Colorado eyaletinde kurulu laboratuvarda geliştirilen NIST-F4, saniyeyi tanımlayan temel referanslardan biri olmaya aday.
Enstitü, bu ay içinde saati, Uluslararası Ağırlıklar ve Ölçüler Bürosu’na (BIPM) birincil frekans standardı olarak kaydettirilmesi için başvurdu.
Atomik titreşimle çalışan saat
NIST-F4, sıradan mekanik ya da dijital saatlerden farklı olarak zamanı, sezyum atomlarının doğal titreşimlerine göre ölçüyor.
Bu atomlar lazerle mutlak sıfır noktasına yakın sıcaklıklara kadar soğutuluyor ve ardından fıskiye benzeri bir hareketle yukarı doğru fırlatılıyor.
Atomlar düşerken mikrodalga ışınımından geçiyor ve belirli bir frekansta enerji seviyeleri değişiyor. İşte bu enerji geçişleri, saatin “tik”lerini meydana getiriyor.
Bu tikler saniyede tam 9.192.631.770 kez gerçekleşiyor.
İnternet, GPS ve finansal işlemler bu saatler sayesinde senkronize ediliyor
NIST Zaman ve Frekans Bölümü Başkanı Liz Donley’e göre, bu tür atom saatleri yalnızca saatleri değil, milyarlarca dolarlık finans işlemlerinden GPS uydularına kadar pek çok kritik sistemi düzenliyor.
Donley, “Her gün milyarlarca kez kullanılan zaman sinyalleri, elektronik işlemlerin hassas zaman damgaları için hayati önem taşıyor” dedi.
NIST-F4, Amerika’nın resmi zaman standardı olan UTC(NIST)’i yönlendiren sistemlerden biri olarak görev yapacak. Aynı zamanda küresel saat standardı olan Eşgüdümlü Evrensel Zaman (UTC) sistemine katkı sağlayacak.
Yıllarca süren çaba
Yeni nesil saat, 1990’lı yıllarda geliştirilen NIST-F1’in devamı niteliğinde. Ancak 2016’daki bir taşınma sonrası eski saatin performansında düşüş yaşanınca, bilim insanları cihazın kalbini oluşturan mikrodalga boşluğunu sıfırdan inşa etmeye karar verdi.
Geliştirilen sistem, bir insan saç telinin beşte biri hassasiyetle ölçümler yapabiliyor.

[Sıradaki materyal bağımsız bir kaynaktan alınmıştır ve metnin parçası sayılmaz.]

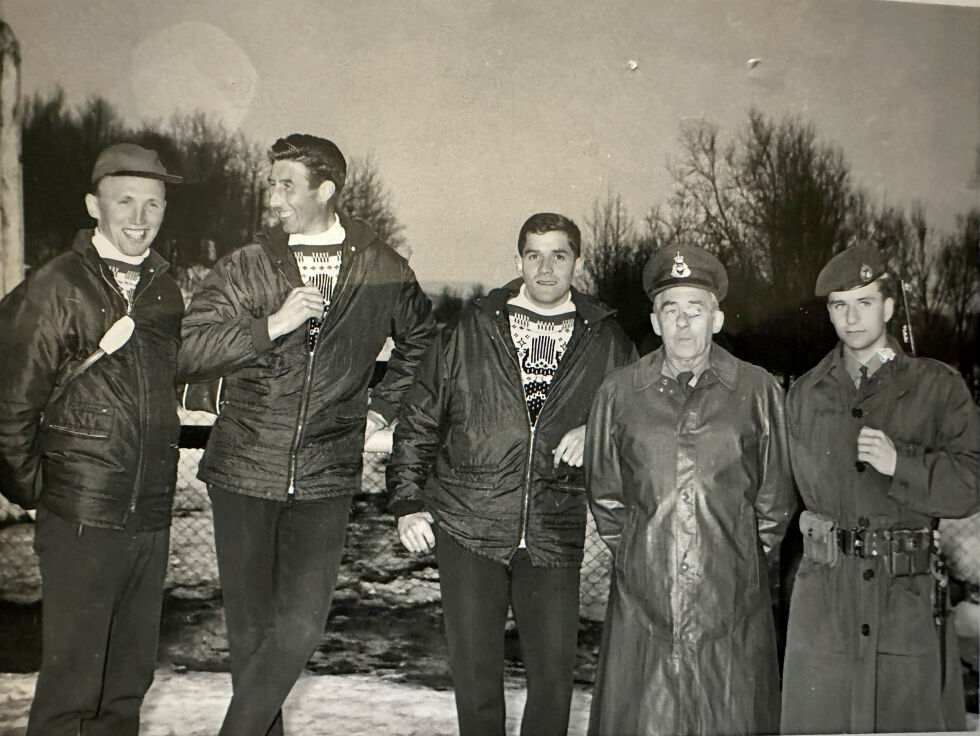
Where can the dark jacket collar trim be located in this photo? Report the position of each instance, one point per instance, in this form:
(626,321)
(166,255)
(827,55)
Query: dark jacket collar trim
(721,363)
(587,308)
(834,360)
(83,245)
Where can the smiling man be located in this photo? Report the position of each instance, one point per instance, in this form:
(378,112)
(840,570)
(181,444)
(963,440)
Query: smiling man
(294,323)
(486,468)
(94,448)
(688,478)
(882,445)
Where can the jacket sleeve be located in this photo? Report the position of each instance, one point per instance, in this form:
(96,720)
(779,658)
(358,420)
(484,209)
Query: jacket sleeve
(220,333)
(942,479)
(412,330)
(775,501)
(31,354)
(418,432)
(603,472)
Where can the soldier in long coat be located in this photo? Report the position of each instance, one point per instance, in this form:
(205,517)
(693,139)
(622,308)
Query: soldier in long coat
(689,481)
(877,458)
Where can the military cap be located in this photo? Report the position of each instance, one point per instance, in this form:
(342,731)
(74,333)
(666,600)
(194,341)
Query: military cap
(687,265)
(850,269)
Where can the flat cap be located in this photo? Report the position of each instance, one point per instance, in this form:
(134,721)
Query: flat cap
(687,265)
(850,269)
(128,159)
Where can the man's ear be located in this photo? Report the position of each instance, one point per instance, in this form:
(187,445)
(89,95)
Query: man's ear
(325,191)
(92,205)
(655,321)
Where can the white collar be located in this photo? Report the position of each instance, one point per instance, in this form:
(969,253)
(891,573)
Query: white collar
(108,249)
(522,300)
(333,235)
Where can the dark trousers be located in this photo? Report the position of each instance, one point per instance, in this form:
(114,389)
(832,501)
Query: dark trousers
(102,593)
(278,564)
(476,593)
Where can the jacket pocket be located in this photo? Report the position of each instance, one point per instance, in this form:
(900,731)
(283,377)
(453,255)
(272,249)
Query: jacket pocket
(82,420)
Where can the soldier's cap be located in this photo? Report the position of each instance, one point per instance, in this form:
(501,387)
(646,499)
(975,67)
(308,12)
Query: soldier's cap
(686,265)
(128,159)
(850,269)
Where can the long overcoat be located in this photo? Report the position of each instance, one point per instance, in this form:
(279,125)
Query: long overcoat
(862,647)
(691,493)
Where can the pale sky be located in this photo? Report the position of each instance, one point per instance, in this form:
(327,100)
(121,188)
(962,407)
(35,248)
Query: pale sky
(480,113)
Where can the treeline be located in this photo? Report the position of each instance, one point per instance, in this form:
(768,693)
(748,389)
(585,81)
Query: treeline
(221,204)
(774,203)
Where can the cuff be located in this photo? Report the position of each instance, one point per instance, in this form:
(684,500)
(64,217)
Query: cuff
(260,334)
(909,466)
(406,507)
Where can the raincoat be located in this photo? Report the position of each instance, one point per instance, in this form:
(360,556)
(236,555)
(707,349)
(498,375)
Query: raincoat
(692,494)
(862,647)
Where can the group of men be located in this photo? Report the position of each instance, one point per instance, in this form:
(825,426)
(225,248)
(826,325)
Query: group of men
(505,428)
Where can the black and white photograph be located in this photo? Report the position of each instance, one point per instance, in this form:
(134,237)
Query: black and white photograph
(489,367)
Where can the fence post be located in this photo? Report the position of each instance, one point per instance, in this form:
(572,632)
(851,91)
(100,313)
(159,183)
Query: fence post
(11,182)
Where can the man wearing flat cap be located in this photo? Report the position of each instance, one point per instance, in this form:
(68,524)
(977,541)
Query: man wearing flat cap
(88,437)
(882,445)
(688,476)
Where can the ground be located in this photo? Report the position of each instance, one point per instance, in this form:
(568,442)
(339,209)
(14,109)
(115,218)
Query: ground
(192,704)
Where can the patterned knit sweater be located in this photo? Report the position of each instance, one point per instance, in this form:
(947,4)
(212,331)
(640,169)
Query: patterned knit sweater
(541,341)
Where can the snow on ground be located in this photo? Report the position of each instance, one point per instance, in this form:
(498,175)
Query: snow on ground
(193,703)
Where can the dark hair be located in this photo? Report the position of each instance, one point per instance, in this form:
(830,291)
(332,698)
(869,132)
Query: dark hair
(322,159)
(547,222)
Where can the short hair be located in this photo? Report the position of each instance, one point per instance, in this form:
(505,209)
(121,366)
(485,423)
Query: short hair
(322,159)
(547,222)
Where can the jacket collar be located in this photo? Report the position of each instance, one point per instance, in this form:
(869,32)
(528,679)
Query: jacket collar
(721,364)
(83,244)
(587,308)
(834,362)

Fizikçi Vladislav Gerginov, “Bir fıskiye saatini değerlendirmek oldukça yavaş bir süreç çünkü hata payına neredeyse hiç yer yok” diye konuştu.
Yeni saat şu an itibarıyla NIST-F3 ile eş zamanlı çalışıyor. Böylece her zaman en az bir fıskiye saati aktif durumda bulunduruluyor.
NIST yetkilileri, NIST-F4’ün başarıya ulaşmasıyla birlikte, ABD’nin frekans standardı konusundaki küresel liderliğini pekiştirdiğini vurguluyor.